Text summarization with TensorFlow

Every day, people rely on a wide variety of sources to stay informed -- from news stories to social media posts to search results. Being able to develop Machine Learning models that can automatically deliver accurate summaries of longer text can be useful for digesting such large amounts of information in a compressed form, and is a long-term goal of the Google Brain team.

Summarization can also serve as an interesting reading comprehension test for machines. To summarize well, machine learning models need to be able to comprehend documents and distill the important information, tasks which are highly challenging for computers, especially as the lengths of the documents increases.

In an effort to push this research forward, we’re open-sourcing TensorFlow model code for the task of generating news headlines on Annotated English Gigaword, a dataset often used in summarization research. We also specify the hyper-parameters in the documentation that achieve better than published state-of-the-art on the most commonly used metric as of the time of writing. Below we also provide samples generated by the model.

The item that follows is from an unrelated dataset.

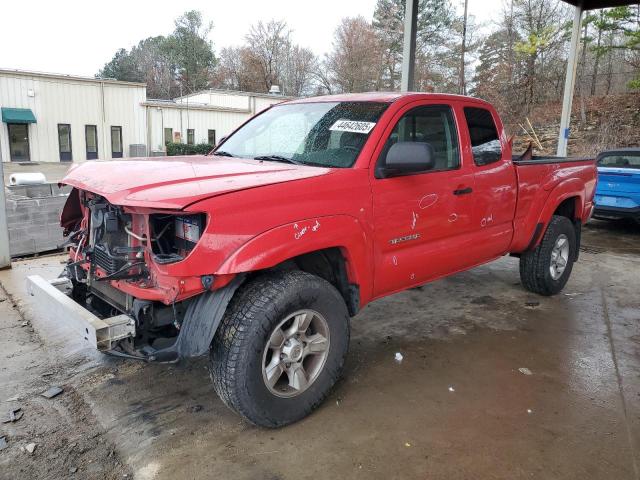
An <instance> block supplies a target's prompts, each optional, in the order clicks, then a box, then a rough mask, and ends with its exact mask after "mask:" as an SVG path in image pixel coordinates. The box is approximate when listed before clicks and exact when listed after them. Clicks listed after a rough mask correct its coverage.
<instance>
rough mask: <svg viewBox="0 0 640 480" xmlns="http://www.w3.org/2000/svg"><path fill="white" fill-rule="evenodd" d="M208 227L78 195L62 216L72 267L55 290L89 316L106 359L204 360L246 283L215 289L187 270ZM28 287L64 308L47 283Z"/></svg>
mask: <svg viewBox="0 0 640 480" xmlns="http://www.w3.org/2000/svg"><path fill="white" fill-rule="evenodd" d="M207 221H208V217H207V215H206V214H204V213H191V212H189V213H186V212H179V211H178V212H169V211H155V210H151V209H135V208H131V207H122V206H117V205H113V204H111V203H109V202H108V201H107V200H106V199H105V198H104V197H102V196H99V195H96V194H93V193H90V192H86V191H82V190H78V189H73V191H72V192H71V195H70V197H69V200H68V201H67V204H66V205H65V207H64V210H63V212H62V215H61V225H62V227H63V228H64V234H65V236H67V237H68V245H69V261H68V263H67V266H66V269H65V272H63V274H62V275H61V277H60V278H59V279H58V280H56V281H55V282H51V283H53V286H51V288H55V290H57V291H63V292H64V293H65V294H66V295H67V296H68V297H69V298H70V299H72V300H73V302H74V303H75V304H76V305H77V306H79V307H81V308H82V309H85V310H86V311H87V314H86V317H87V318H88V319H89V320H88V323H89V325H88V326H87V328H86V334H87V336H89V337H90V338H91V339H92V340H90V343H92V344H94V345H95V346H96V347H97V348H98V349H99V350H102V351H104V352H106V353H110V354H114V355H120V356H127V357H133V358H138V359H144V360H156V361H175V360H177V359H179V358H180V357H185V356H195V355H201V354H203V353H206V351H207V349H208V347H209V344H210V342H211V339H212V338H213V334H214V333H215V329H216V328H217V324H218V323H219V320H220V318H221V316H222V313H224V308H226V304H227V303H228V301H229V299H230V298H231V296H232V294H233V292H234V291H235V286H237V284H239V281H240V279H239V278H236V279H219V281H218V282H217V284H216V282H215V278H214V276H213V275H188V273H189V269H188V268H184V264H185V263H186V262H185V260H186V259H188V257H189V255H190V254H191V252H192V251H193V250H194V249H195V248H196V246H197V244H198V242H199V240H200V238H201V236H202V234H203V232H204V230H205V228H206V226H207ZM223 280H224V281H223ZM30 282H31V283H30V291H31V292H32V295H35V294H36V293H37V294H44V293H46V294H47V295H48V298H47V301H46V302H44V303H51V300H52V298H53V297H55V299H54V300H55V301H56V302H58V303H59V301H62V300H61V297H59V295H57V294H56V293H54V292H53V291H52V290H48V291H46V292H45V291H44V290H46V287H45V286H43V283H42V279H39V280H38V281H37V282H35V281H32V280H30ZM221 287H224V288H221ZM34 292H35V293H34ZM43 292H44V293H43ZM63 303H64V302H63ZM205 307H206V308H205ZM51 308H53V309H56V308H57V303H55V302H54V304H53V306H52V307H51ZM65 308H66V309H67V310H69V309H71V310H74V308H75V307H73V306H69V305H67V306H66V307H65ZM212 308H213V309H214V310H216V311H218V310H219V315H217V317H216V316H213V318H212V316H211V315H210V312H211V309H212ZM205 311H208V312H209V313H205ZM72 313H73V314H74V315H75V317H76V320H77V322H80V323H82V320H78V318H77V317H78V315H76V314H77V313H78V312H71V313H69V312H67V316H68V317H71V316H73V315H72ZM80 313H82V312H80ZM80 316H82V315H80ZM112 324H113V325H112ZM123 325H125V326H124V327H122V326H123ZM94 330H95V332H94Z"/></svg>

Extractive and Abstractive summarization

One approach to summarization is to extract parts of the document that are deemed interesting by some metric (for example, inverse-document frequency) and join them to form a summary. Algorithms of this flavor are called extractive summarization.
Original Text: Alice and Bob took the train to visit the zoo. They saw a baby giraffe, a lion, and a flock of colorful tropical birds. 
Extractive Summary: Alice and Bob visit the zoo. saw a flock of birds.
Above we extract the words bolded in the original text and concatenate them to form a summary. As we can see, sometimes the extractive constraint can make the summary awkward or grammatically strange.

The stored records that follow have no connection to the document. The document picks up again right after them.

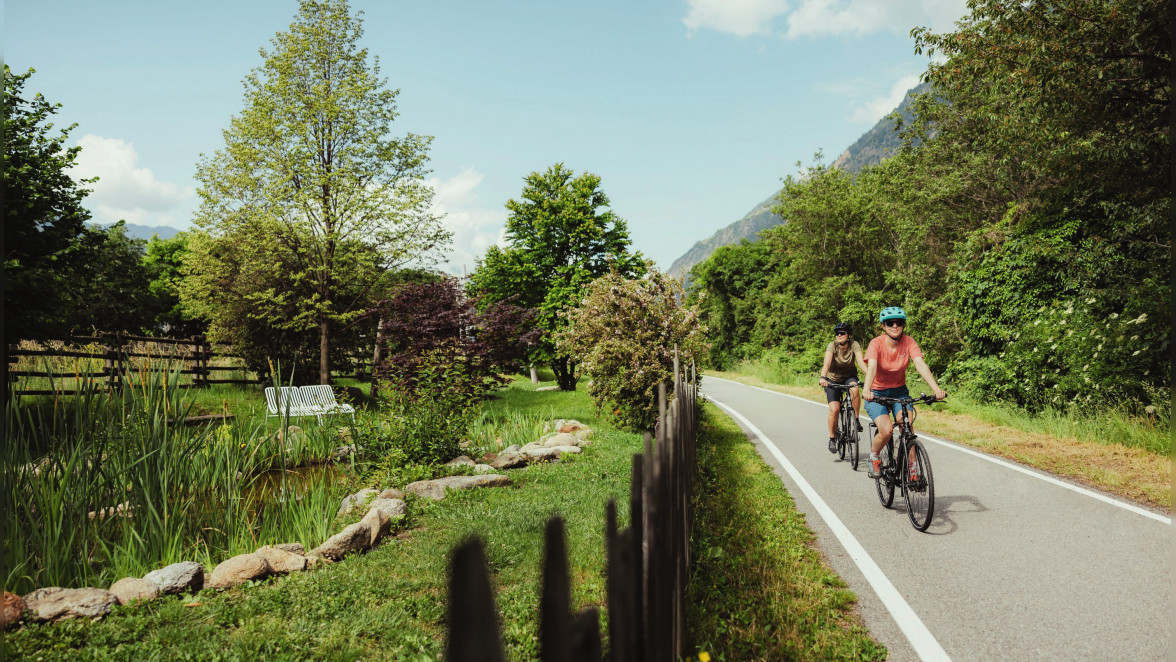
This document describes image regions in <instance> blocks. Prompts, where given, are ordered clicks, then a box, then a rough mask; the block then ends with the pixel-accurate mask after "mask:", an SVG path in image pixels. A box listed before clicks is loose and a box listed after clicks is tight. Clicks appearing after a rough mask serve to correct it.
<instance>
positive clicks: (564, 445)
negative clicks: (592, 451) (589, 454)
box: [543, 433, 580, 447]
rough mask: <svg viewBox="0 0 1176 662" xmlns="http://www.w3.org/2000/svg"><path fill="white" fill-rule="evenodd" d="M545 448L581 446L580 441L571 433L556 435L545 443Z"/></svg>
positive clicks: (546, 441) (550, 438)
mask: <svg viewBox="0 0 1176 662" xmlns="http://www.w3.org/2000/svg"><path fill="white" fill-rule="evenodd" d="M543 446H547V447H552V446H580V440H579V439H576V435H574V434H570V433H556V434H554V435H552V436H550V439H548V440H547V441H544V442H543Z"/></svg>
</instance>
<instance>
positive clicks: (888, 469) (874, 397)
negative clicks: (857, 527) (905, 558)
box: [870, 393, 938, 531]
mask: <svg viewBox="0 0 1176 662" xmlns="http://www.w3.org/2000/svg"><path fill="white" fill-rule="evenodd" d="M874 402H877V403H878V404H883V406H887V409H888V412H890V420H891V421H893V422H894V423H895V427H894V430H895V432H894V433H891V434H890V439H889V440H888V441H887V442H886V446H883V447H882V450H881V453H878V459H880V460H881V461H882V474H881V475H880V476H878V477H876V479H874V487H875V488H877V490H878V501H881V502H882V506H883V507H886V508H889V507H890V503H891V502H894V490H895V488H896V487H897V488H900V489H901V490H902V496H903V499H904V500H906V501H907V515H909V516H910V523H911V526H914V527H915V528H916V529H918V530H921V531H926V530H927V527H929V526H931V516H933V515H934V514H935V479H934V476H933V475H931V459H930V457H928V455H927V448H924V447H923V442H921V441H918V437H917V436H916V435H915V430H914V428H913V427H911V423H910V406H911V404H916V403H922V402H926V403H928V404H931V403H934V402H938V400H936V399H935V396H934V395H927V394H926V393H924V394H922V396H921V397H884V396H881V395H875V396H874ZM890 404H898V406H900V407H901V410H902V427H901V428H900V427H898V421H897V420H896V416H895V413H894V410H893V409H890V408H889V406H890ZM900 429H901V432H898V430H900ZM876 430H877V427H876V426H875V424H874V422H873V421H870V439H871V440H873V439H874V436H875V435H876V434H877V433H876ZM895 444H897V449H895ZM903 459H906V460H903Z"/></svg>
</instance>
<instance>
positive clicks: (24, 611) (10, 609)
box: [0, 590, 25, 630]
mask: <svg viewBox="0 0 1176 662" xmlns="http://www.w3.org/2000/svg"><path fill="white" fill-rule="evenodd" d="M24 615H25V599H22V597H21V596H19V595H16V594H15V593H8V591H7V590H6V591H4V597H2V599H0V630H7V629H8V626H12V624H14V623H15V622H16V621H20V618H21V617H22V616H24Z"/></svg>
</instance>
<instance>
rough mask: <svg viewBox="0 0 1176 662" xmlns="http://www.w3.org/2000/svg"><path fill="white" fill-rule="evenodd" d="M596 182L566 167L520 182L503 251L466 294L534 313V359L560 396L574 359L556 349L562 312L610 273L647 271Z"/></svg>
mask: <svg viewBox="0 0 1176 662" xmlns="http://www.w3.org/2000/svg"><path fill="white" fill-rule="evenodd" d="M600 181H601V180H600V176H597V175H594V174H590V173H583V174H581V175H580V176H575V173H573V172H572V170H570V169H568V168H566V167H564V166H563V163H555V165H554V166H552V167H549V168H547V170H546V172H542V173H539V172H534V173H530V174H529V175H527V176H526V178H524V179H523V189H522V195H521V196H520V199H519V200H515V199H512V200H509V201H508V202H507V203H506V207H507V210H508V212H509V214H508V216H507V227H506V230H507V232H506V242H507V246H506V248H499V247H497V246H492V247H490V249H489V250H487V252H486V255H485V256H483V258H482V259H481V260H480V261H479V263H477V267H476V268H475V270H474V273H473V275H472V276H470V286H469V287H470V289H472V292H474V293H475V294H477V295H480V296H482V300H483V301H485V302H487V303H493V302H497V301H507V300H510V301H513V302H514V303H515V305H517V306H522V307H524V308H535V309H537V310H539V316H537V320H536V325H537V326H539V328H541V329H542V330H543V335H542V339H541V340H540V342H539V347H537V349H535V352H534V354H533V359H534V360H536V361H540V362H546V363H548V365H550V366H552V370H553V372H554V373H555V379H556V382H557V383H559V385H560V388H561V389H562V390H575V387H576V377H575V368H576V366H575V361H574V360H573V359H572V357H569V356H568V355H566V354H564V353H562V352H561V350H560V349H559V348H557V347H556V345H555V335H556V333H557V332H559V330H560V329H562V328H563V327H564V326H567V320H566V319H564V316H563V315H564V313H567V312H568V310H570V309H572V308H574V307H575V306H577V305H579V303H580V300H581V299H582V297H583V295H584V288H586V287H587V286H588V283H590V282H592V281H594V280H596V279H597V277H600V276H602V275H604V274H607V273H609V270H610V269H612V270H615V272H616V273H617V274H619V275H620V276H621V277H636V276H639V275H641V274H643V273H644V269H646V266H644V260H643V258H642V256H641V254H640V253H630V252H629V243H630V241H629V230H628V225H627V223H626V221H624V219H622V218H620V216H617V215H616V214H615V213H614V212H613V210H612V209H608V206H609V201H608V196H607V195H606V194H604V192H603V190H601V188H600Z"/></svg>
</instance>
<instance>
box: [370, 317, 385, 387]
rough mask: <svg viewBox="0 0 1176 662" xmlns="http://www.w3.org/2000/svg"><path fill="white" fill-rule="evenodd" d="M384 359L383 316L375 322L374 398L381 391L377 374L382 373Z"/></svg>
mask: <svg viewBox="0 0 1176 662" xmlns="http://www.w3.org/2000/svg"><path fill="white" fill-rule="evenodd" d="M382 360H383V317H380V319H379V320H376V323H375V350H373V352H372V399H373V400H374V399H375V396H376V394H379V393H380V381H379V380H377V379H376V375H377V374H379V373H380V361H382Z"/></svg>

Another approach is to simply summarize as humans do, which is to not impose the extractive constraint and allow for rephrasings. This is called abstractive summarization.
Abstractive summary: Alice and Bob visited the zoo and saw animals and birds.
In this example, we used words not in the original text, maintaining more of the information in a similar amount of words. It’s clear we would prefer good abstractive summarizations, but how could an algorithm begin to do this?

About the TensorFlow model

It turns out for shorter texts, summarization can be learned end-to-end with a deep learning technique called sequence-to-sequence learning, similar to what makes Smart Reply for Inbox possible. In particular, we’re able to train such models to produce very good headlines for news articles. In this case, the model reads the article text and writes a suitable headline.

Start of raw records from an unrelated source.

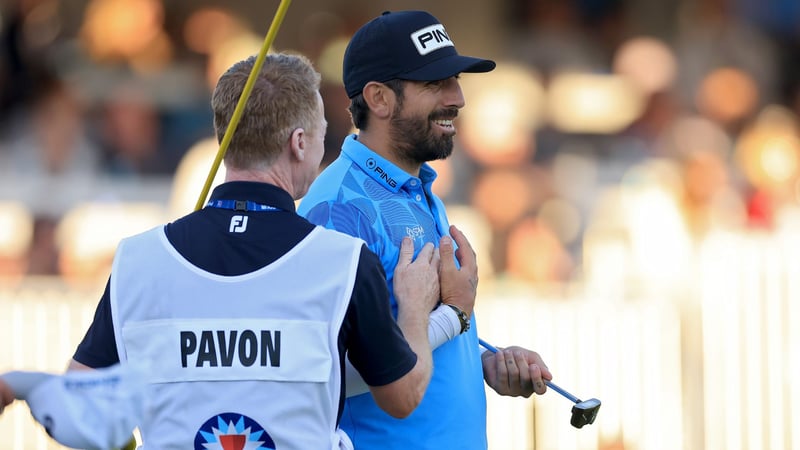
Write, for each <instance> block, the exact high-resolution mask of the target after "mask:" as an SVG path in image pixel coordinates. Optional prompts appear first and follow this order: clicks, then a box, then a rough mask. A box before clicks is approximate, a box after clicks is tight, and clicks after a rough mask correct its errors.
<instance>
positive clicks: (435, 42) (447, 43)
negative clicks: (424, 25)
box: [411, 23, 453, 56]
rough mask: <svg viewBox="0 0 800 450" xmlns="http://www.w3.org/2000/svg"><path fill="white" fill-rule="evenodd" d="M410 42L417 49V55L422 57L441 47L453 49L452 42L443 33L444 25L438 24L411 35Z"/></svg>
mask: <svg viewBox="0 0 800 450" xmlns="http://www.w3.org/2000/svg"><path fill="white" fill-rule="evenodd" d="M411 42H413V43H414V46H415V47H417V51H418V52H419V54H420V55H423V56H424V55H427V54H428V53H430V52H432V51H435V50H439V49H440V48H442V47H453V41H451V40H450V36H448V35H447V32H446V31H444V25H442V24H440V23H437V24H434V25H430V26H427V27H425V28H422V29H420V30H417V31H415V32H413V33H411Z"/></svg>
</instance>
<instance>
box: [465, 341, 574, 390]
mask: <svg viewBox="0 0 800 450" xmlns="http://www.w3.org/2000/svg"><path fill="white" fill-rule="evenodd" d="M478 343H479V344H480V345H481V346H482V347H483V348H485V349H486V350H489V351H490V352H492V353H497V348H496V347H495V346H493V345H492V344H490V343H488V342H486V341H484V340H483V339H480V338H479V339H478ZM544 383H545V384H546V385H547V387H551V388H553V390H554V391H556V392H558V393H559V394H561V395H563V396H564V397H566V398H567V399H569V400H570V401H571V402H572V403H580V402H581V400H580V399H579V398H578V397H575V396H574V395H572V394H570V393H569V392H567V391H565V390H564V389H563V388H561V387H560V386H558V385H557V384H554V383H553V382H551V381H548V380H544Z"/></svg>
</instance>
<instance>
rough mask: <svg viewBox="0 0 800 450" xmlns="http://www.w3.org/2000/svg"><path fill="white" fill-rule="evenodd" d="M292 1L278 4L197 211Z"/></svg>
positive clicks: (198, 204)
mask: <svg viewBox="0 0 800 450" xmlns="http://www.w3.org/2000/svg"><path fill="white" fill-rule="evenodd" d="M290 3H291V0H281V4H280V5H278V11H277V12H276V13H275V17H274V18H273V19H272V25H270V26H269V30H268V31H267V36H266V37H265V38H264V44H263V45H262V46H261V51H260V52H258V57H257V58H256V62H255V64H254V65H253V70H251V71H250V76H249V77H247V82H246V83H245V85H244V90H242V95H241V96H240V97H239V103H237V104H236V109H234V110H233V116H232V117H231V122H230V123H229V124H228V129H226V130H225V134H224V135H223V136H222V142H220V145H219V150H218V151H217V156H216V157H215V158H214V163H213V164H212V165H211V171H210V172H209V173H208V177H207V178H206V183H205V185H203V191H202V192H201V193H200V198H199V199H197V204H196V205H195V207H194V210H195V211H197V210H199V209H201V208H202V207H203V205H204V204H205V202H206V197H208V191H209V190H210V189H211V183H213V182H214V177H216V175H217V170H218V169H219V165H220V163H222V159H223V158H224V157H225V152H226V151H227V150H228V145H229V144H230V142H231V139H232V138H233V132H234V131H236V126H237V125H239V119H240V118H241V117H242V113H243V112H244V105H245V104H246V103H247V98H248V97H249V96H250V91H252V90H253V85H254V84H255V82H256V78H257V77H258V74H259V73H260V72H261V67H262V66H263V65H264V59H265V58H266V57H267V53H268V52H269V48H270V47H271V46H272V42H273V41H274V40H275V35H276V34H278V28H280V26H281V22H283V18H284V16H286V10H287V9H289V4H290Z"/></svg>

To get an idea of what the model produces, you can take a look at some examples below. The first column shows the first sentence of a news article which is the model input, and the second column shows what headline the model has written.

Input: Article 1st sentence
Model-written headline
metro-goldwyn-mayer reported a third-quarter net loss of dlrs 16 million due mainly to the effect of accounting rules adopted this year
mgm reports 16 million net loss on higher revenue
starting from july 1, the island province of hainan in southern china will implement strict market access control on all incoming livestock and animal products to prevent the possible spread of epidemic diseases
hainan to curb spread of diseases
australian wine exports hit a record 52.1 million liters worth 260 million dollars (143 million us) in september, the government statistics office reported on monday
australian wine exports hit record high in september

Future Research

We’ve observed that due to the nature of news headlines, the model can generate good headlines from reading just a few sentences from the beginning of the article. Although this task serves as a nice proof-of-concept, we started looking at more difficult datasets where reading the entire document is necessary to produce good summaries. In those tasks training from scratch with this model architecture does not do as well as some other techniques we’re researching, but it serves as a baseline. We hope this release can also serve as a baseline for others in their summarization research.